SpaceX has announced a massive new compute deal with Google just ahead of its historic initial public offering (IPO). Disclosed in a regulatory filing on Friday, the agreement stipulates that Google will pay SpaceX $920 million per month from October 2026 to June 2029 for access to approximately 110,000 Nvidia GPUs, CPUs, memory, and related hardware.

This deal mirrors the scope and length of a previous agreement with Anthropic. That AI firm is currently paying SpaceX $1.25 billion per month through 2029 to rent all compute capacity at the Colossus 1 data center near Memphis, which was originally built by xAI and is now officially part of SpaceX.

Google’s deal appears to cover about half the compute capacity that Anthropic accesses at Colossus 1. While SpaceX has not specified which data center Google will utilize, CEO Elon Musk has previously indicated that Colossus 2 will be strictly reserved for xAI development.

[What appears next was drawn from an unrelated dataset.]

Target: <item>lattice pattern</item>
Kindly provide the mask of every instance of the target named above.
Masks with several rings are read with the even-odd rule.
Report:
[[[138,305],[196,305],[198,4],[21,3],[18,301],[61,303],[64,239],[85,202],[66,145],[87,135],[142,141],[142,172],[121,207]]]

Unlike Anthropic, which signed its deal to rapidly expand limited compute capacity, Google is already considered the world’s largest single owner of AI compute. A Google spokesperson described the new agreement as a short-term response to bridge capacity constraints for Gemini Enterprise, which has experienced unexpectedly high demand following the launch of new AI products.

Alphabet, Google’s parent company, is currently spending aggressively on infrastructure, committing over $180 billion in capital this year with plans to increase that figure in 2027, supported by an $80 billion equity sale.

Like the Anthropic deal, the Google agreement includes a cancellation clause allowing either party to terminate the contract with 90 days’ notice after Dec. 31, 2026. Furthermore, Google will gradually increase its hardware access through September at a reduced fee, retaining the option to terminate the deal immediately if SpaceX fails to meet GPU quotas by Sept. 30, 2026.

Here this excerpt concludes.